Increased transportation costs and supply constraints have been exacerbated by logistics bottlenecks and rising fuel prices. Backlogs across major supply chain hubs, which have characterized much of 2021, might persist into 2022, according to Unctad, severely impacting commerce and potentially reshaping trade patterns.

The rapid economic rebound that occurred in the first half of 2021, however, diminished in the second, according to Unctad.

China’s third-quarter trade growth rate of 16% was second only to Taiwan’s at 23%. Only Vietnam, Brazil, and Australia had double-digit increase.

Meanwhile, trade in the United Kingdom fell by 23%. The US and EU shrank by 4% and 3%, respectively, while the rest of the globe shrank by 3%. Globally, the average was 14%.

Rising commodity prices and inflationary pressures may have a detrimental impact on economic prospects and international trade flows. Furthermore, several countries, including those in the EU, are still dealing with coronavirus-related disruptions, which may impact consumer demand and, as a result, trade figures in the coming quarters.

Due to semiconductor shortages, trade deterioration was also observed in crucial sectors, most notably the automobile industry.
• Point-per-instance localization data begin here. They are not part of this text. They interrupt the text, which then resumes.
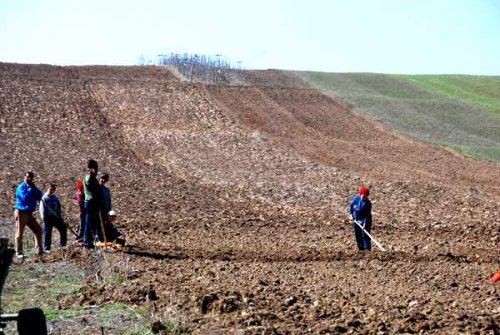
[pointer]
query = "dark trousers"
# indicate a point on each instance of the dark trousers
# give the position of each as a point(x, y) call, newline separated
point(92, 223)
point(53, 222)
point(363, 241)
point(81, 228)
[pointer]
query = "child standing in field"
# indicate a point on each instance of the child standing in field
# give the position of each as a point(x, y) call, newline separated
point(110, 232)
point(80, 199)
point(50, 212)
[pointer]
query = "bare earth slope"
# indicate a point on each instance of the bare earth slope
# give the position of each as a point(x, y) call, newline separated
point(233, 201)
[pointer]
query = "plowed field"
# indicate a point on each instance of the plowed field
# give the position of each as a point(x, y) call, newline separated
point(233, 200)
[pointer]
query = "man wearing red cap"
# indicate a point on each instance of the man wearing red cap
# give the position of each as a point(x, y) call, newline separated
point(361, 211)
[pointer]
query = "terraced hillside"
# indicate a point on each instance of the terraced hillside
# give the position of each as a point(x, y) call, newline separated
point(459, 112)
point(233, 201)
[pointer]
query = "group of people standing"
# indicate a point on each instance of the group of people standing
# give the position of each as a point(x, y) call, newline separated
point(96, 214)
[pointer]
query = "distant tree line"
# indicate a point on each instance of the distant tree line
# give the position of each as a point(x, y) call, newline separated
point(202, 68)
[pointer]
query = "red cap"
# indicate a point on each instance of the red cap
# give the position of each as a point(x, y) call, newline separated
point(364, 190)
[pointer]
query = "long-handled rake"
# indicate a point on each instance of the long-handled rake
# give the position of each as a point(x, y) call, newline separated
point(379, 245)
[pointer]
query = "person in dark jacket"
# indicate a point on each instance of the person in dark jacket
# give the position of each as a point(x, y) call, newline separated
point(51, 214)
point(110, 232)
point(27, 196)
point(361, 212)
point(92, 204)
point(80, 200)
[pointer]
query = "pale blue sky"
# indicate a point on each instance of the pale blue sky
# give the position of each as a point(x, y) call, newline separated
point(385, 36)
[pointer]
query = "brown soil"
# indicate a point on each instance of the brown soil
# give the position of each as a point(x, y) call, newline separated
point(233, 200)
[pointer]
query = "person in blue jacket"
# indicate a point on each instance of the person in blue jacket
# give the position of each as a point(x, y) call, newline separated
point(361, 211)
point(27, 197)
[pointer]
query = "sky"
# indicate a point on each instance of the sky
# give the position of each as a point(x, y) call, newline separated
point(382, 36)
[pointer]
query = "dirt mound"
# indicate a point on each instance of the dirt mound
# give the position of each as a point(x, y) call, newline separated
point(233, 201)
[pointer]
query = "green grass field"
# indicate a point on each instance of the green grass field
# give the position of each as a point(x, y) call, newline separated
point(455, 111)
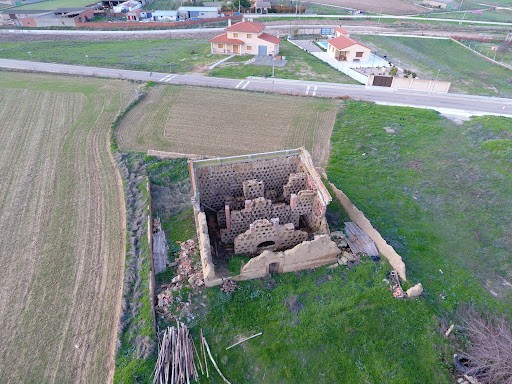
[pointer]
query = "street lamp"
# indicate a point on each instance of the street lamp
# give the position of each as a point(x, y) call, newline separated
point(433, 85)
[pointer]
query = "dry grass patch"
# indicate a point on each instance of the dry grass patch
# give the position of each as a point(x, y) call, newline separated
point(61, 233)
point(219, 122)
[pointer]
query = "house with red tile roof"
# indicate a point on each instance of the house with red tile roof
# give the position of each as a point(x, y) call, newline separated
point(343, 48)
point(245, 38)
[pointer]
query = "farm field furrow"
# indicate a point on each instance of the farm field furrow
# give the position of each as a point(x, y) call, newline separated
point(62, 229)
point(222, 122)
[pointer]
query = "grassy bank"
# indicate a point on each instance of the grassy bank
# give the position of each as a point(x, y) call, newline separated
point(438, 192)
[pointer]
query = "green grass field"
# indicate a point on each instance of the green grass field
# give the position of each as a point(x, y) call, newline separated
point(301, 66)
point(439, 193)
point(487, 49)
point(164, 55)
point(177, 55)
point(54, 4)
point(487, 15)
point(468, 72)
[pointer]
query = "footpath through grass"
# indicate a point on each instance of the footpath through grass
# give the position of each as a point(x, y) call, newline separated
point(468, 72)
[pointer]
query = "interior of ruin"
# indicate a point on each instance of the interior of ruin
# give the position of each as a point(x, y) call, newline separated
point(256, 203)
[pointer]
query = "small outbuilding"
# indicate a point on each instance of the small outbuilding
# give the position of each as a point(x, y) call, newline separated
point(185, 13)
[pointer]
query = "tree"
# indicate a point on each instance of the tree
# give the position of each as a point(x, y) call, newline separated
point(242, 4)
point(489, 353)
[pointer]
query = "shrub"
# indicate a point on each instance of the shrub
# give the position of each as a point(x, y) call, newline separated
point(490, 347)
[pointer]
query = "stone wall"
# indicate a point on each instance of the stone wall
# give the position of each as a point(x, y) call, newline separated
point(262, 232)
point(260, 202)
point(308, 254)
point(217, 182)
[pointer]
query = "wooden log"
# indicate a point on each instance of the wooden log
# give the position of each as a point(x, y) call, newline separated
point(447, 333)
point(213, 362)
point(204, 354)
point(241, 341)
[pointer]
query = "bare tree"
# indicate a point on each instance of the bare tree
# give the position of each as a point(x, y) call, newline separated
point(490, 350)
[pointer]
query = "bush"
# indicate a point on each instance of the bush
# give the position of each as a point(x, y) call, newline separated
point(490, 347)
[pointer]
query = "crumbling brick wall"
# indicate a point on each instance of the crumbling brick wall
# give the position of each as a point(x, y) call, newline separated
point(217, 182)
point(265, 231)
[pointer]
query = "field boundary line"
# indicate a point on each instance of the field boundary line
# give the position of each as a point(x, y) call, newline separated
point(482, 55)
point(177, 155)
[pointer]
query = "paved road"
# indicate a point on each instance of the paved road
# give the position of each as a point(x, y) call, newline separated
point(447, 103)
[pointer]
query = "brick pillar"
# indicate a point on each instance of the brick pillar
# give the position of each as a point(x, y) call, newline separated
point(228, 217)
point(293, 200)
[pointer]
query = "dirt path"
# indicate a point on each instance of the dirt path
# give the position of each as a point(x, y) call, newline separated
point(62, 229)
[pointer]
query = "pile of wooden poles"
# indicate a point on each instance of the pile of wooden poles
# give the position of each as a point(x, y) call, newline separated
point(176, 363)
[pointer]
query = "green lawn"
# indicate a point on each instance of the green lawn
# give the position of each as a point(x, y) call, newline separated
point(164, 55)
point(487, 50)
point(54, 4)
point(300, 66)
point(326, 10)
point(468, 72)
point(487, 15)
point(439, 193)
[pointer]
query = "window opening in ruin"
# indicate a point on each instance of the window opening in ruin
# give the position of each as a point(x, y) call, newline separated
point(302, 222)
point(273, 268)
point(266, 245)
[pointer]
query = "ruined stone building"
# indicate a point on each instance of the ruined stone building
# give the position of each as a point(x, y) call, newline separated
point(270, 206)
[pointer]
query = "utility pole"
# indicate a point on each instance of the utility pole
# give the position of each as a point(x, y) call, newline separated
point(433, 85)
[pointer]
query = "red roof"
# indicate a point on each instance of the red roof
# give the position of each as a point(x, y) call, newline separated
point(246, 26)
point(223, 39)
point(342, 31)
point(270, 38)
point(343, 42)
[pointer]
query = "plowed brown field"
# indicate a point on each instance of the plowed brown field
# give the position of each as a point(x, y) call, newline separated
point(61, 228)
point(219, 122)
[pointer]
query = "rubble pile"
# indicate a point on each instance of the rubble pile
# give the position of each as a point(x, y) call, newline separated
point(229, 286)
point(347, 257)
point(173, 302)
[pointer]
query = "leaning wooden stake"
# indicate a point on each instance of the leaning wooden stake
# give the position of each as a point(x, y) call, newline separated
point(204, 354)
point(213, 362)
point(198, 358)
point(241, 341)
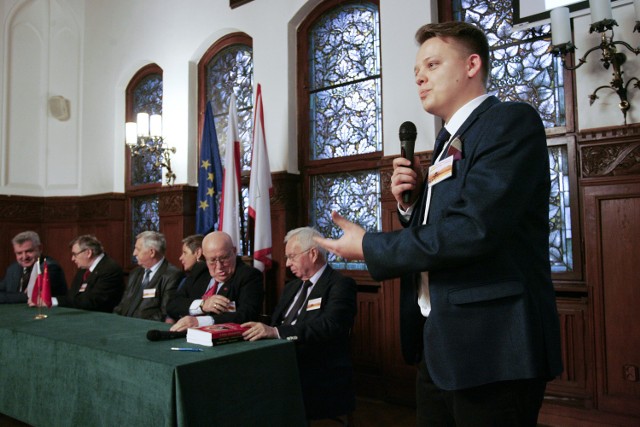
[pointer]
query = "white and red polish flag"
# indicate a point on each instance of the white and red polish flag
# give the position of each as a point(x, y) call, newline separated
point(230, 198)
point(260, 190)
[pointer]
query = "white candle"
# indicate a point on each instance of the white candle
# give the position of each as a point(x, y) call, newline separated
point(560, 26)
point(600, 10)
point(155, 125)
point(131, 133)
point(143, 124)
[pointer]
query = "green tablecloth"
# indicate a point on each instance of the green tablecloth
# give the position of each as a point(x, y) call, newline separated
point(81, 368)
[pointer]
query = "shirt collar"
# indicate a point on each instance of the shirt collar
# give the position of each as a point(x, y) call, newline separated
point(95, 262)
point(463, 114)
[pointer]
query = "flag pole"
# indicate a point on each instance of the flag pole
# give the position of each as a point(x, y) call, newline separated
point(38, 284)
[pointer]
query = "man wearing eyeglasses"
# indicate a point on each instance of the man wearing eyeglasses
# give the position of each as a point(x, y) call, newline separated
point(317, 312)
point(98, 284)
point(21, 276)
point(233, 292)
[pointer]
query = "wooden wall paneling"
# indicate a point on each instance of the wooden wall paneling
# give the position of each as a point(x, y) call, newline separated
point(575, 385)
point(613, 249)
point(103, 216)
point(285, 216)
point(367, 347)
point(57, 238)
point(177, 218)
point(17, 214)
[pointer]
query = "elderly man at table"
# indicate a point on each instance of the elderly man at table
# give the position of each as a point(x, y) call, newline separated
point(98, 284)
point(151, 284)
point(195, 283)
point(21, 276)
point(317, 311)
point(234, 292)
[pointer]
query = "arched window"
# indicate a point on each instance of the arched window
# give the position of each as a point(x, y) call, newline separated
point(143, 178)
point(523, 69)
point(225, 69)
point(340, 119)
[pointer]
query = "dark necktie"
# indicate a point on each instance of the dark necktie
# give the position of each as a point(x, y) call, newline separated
point(24, 279)
point(213, 289)
point(441, 140)
point(137, 296)
point(297, 305)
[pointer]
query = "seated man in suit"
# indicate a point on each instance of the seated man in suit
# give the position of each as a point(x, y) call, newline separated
point(194, 269)
point(233, 293)
point(316, 311)
point(98, 284)
point(21, 276)
point(151, 284)
point(196, 280)
point(191, 254)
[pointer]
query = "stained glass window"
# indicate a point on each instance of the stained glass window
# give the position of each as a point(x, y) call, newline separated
point(345, 118)
point(147, 98)
point(344, 61)
point(356, 196)
point(560, 240)
point(523, 69)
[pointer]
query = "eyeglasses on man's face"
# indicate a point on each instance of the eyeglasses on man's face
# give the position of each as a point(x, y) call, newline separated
point(75, 254)
point(292, 257)
point(223, 260)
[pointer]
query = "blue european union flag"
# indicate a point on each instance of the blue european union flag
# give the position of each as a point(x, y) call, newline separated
point(209, 176)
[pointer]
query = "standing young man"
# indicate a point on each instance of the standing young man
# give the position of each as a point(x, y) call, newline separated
point(473, 256)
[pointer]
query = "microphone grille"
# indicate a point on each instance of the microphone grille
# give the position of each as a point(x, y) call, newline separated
point(408, 131)
point(153, 335)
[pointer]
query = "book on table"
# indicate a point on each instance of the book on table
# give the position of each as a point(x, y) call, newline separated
point(221, 333)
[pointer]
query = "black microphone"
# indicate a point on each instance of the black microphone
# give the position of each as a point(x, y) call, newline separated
point(156, 335)
point(408, 133)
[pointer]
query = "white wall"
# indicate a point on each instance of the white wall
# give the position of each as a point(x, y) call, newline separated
point(88, 50)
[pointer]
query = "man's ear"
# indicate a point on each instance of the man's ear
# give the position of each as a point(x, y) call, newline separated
point(474, 65)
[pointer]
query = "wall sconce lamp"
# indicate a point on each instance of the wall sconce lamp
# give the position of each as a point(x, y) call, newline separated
point(603, 23)
point(144, 138)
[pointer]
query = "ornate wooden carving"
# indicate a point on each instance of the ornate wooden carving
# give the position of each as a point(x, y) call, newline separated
point(610, 159)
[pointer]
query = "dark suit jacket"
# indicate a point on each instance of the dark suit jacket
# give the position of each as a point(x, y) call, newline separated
point(322, 343)
point(493, 312)
point(192, 289)
point(10, 284)
point(104, 288)
point(165, 282)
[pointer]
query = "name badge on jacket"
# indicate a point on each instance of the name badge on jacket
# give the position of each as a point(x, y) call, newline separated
point(314, 304)
point(149, 293)
point(440, 171)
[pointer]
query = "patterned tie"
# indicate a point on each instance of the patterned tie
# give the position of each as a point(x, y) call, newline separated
point(212, 289)
point(441, 139)
point(24, 279)
point(137, 296)
point(297, 305)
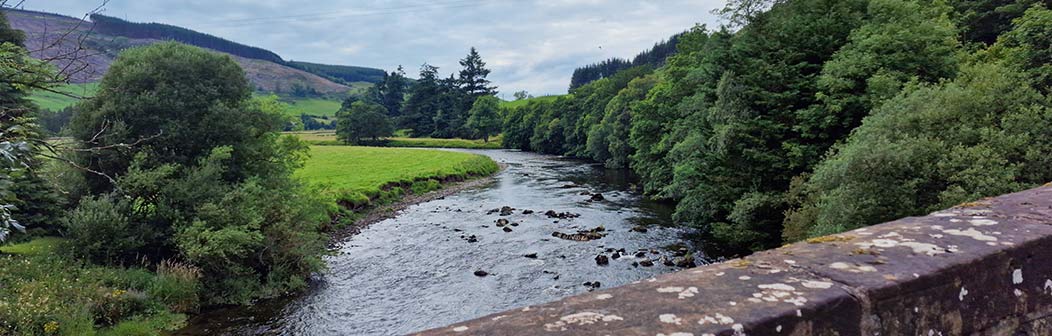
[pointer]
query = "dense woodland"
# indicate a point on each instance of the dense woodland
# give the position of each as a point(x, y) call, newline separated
point(341, 74)
point(462, 105)
point(654, 57)
point(115, 26)
point(806, 118)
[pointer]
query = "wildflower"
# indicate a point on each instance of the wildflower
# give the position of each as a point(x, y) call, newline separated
point(51, 328)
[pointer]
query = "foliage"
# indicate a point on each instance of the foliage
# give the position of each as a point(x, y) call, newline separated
point(221, 199)
point(932, 147)
point(117, 26)
point(654, 57)
point(82, 299)
point(341, 74)
point(363, 120)
point(485, 117)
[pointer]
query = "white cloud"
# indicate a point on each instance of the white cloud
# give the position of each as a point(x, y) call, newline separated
point(529, 44)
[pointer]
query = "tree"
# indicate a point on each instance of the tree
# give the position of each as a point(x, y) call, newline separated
point(363, 120)
point(472, 77)
point(929, 149)
point(522, 95)
point(423, 102)
point(207, 181)
point(485, 117)
point(25, 198)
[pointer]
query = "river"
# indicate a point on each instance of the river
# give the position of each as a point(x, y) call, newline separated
point(418, 271)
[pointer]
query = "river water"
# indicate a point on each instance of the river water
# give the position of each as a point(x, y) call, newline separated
point(418, 271)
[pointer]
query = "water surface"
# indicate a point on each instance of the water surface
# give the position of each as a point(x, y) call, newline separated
point(417, 271)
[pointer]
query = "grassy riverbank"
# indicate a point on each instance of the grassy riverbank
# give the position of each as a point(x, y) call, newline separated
point(361, 176)
point(44, 291)
point(328, 138)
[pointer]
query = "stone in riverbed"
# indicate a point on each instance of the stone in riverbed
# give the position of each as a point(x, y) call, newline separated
point(506, 211)
point(602, 260)
point(685, 261)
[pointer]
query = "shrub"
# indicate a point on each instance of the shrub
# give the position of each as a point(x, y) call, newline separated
point(423, 186)
point(177, 287)
point(100, 230)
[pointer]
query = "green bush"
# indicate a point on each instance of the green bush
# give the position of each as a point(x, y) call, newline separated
point(100, 230)
point(177, 287)
point(424, 186)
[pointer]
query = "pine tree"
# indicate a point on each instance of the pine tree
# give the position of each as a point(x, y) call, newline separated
point(472, 78)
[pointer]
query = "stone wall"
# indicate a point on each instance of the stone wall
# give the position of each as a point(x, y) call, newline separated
point(979, 269)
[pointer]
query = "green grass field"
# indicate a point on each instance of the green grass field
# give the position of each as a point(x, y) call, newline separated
point(518, 103)
point(328, 138)
point(360, 174)
point(314, 106)
point(54, 101)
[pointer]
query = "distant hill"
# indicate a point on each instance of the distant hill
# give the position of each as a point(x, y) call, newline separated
point(105, 37)
point(654, 56)
point(341, 74)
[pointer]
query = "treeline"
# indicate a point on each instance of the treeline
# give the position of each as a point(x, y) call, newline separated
point(341, 74)
point(654, 57)
point(821, 116)
point(173, 192)
point(462, 105)
point(110, 25)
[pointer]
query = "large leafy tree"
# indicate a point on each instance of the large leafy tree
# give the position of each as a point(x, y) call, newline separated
point(207, 180)
point(361, 121)
point(485, 117)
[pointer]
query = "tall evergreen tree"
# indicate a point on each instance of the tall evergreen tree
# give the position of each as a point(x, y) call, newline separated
point(423, 102)
point(472, 77)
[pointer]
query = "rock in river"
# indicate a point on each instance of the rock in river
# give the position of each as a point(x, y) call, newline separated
point(602, 260)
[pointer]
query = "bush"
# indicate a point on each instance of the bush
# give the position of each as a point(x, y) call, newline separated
point(177, 287)
point(100, 230)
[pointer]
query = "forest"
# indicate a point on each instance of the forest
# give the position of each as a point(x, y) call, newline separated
point(805, 118)
point(115, 26)
point(654, 57)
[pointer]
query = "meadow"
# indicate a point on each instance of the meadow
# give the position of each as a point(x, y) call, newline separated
point(328, 138)
point(361, 175)
point(57, 101)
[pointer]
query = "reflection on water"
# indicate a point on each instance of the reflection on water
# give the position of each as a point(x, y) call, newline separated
point(417, 271)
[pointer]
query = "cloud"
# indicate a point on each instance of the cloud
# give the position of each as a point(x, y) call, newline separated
point(529, 44)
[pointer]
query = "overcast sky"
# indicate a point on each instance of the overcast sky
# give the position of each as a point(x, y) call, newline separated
point(529, 44)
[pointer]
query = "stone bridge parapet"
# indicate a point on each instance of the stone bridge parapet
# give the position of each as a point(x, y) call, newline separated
point(979, 269)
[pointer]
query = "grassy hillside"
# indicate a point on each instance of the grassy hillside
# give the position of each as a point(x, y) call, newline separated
point(360, 174)
point(264, 68)
point(517, 103)
point(314, 106)
point(53, 101)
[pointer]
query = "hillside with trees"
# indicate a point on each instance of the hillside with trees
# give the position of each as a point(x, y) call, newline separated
point(814, 117)
point(95, 44)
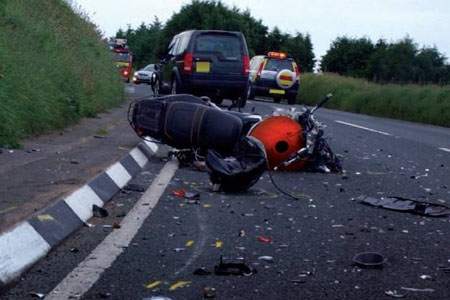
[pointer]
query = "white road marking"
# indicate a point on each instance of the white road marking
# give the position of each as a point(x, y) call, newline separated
point(84, 276)
point(364, 128)
point(153, 146)
point(20, 248)
point(119, 174)
point(139, 157)
point(81, 202)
Since the outbreak of the pandemic, the semiconductor industry has been buffeted by unexpected increases in demand and persistent supply limitations.

This scarcity has already caused havoc in numerous businesses, most notably the automotive industry. If the scarcity persists, it might have a significant impact on output and trade in several manufacturing sectors, according to Unctad.

Regionally, the recovery in developing nations’ trade has been substantial. In previous quarters, the trend was driven by robust trade growth in East Asian emerging economies; but, in the third quarter, the tendency has spread across developing nations.

“Import and export figures for several of the world’s largest trade economies highlight the third-quarter recovery tendencies. Overall, all major economies are seeing a greater rebound for goods relative to services “Unctad stated.

This scarcity has already caused havoc in numerous businesses, most notably the automotive industry. If the scarcity persists, it might have a significant impact on output and trade in several manufacturing sectors, according to Unctad.

Regionally, the recovery in developing nations’ trade has been substantial. In previous quarters, the trend was driven by robust trade growth in East Asian emerging economies; but, in the third quarter, the tendency has spread across developing nations.

“Import and export figures for several of the world’s largest trade economies highlight the third-quarter recovery tendencies. Overall, all major economies are seeing a greater rebound for goods relative to services “Unctad stated.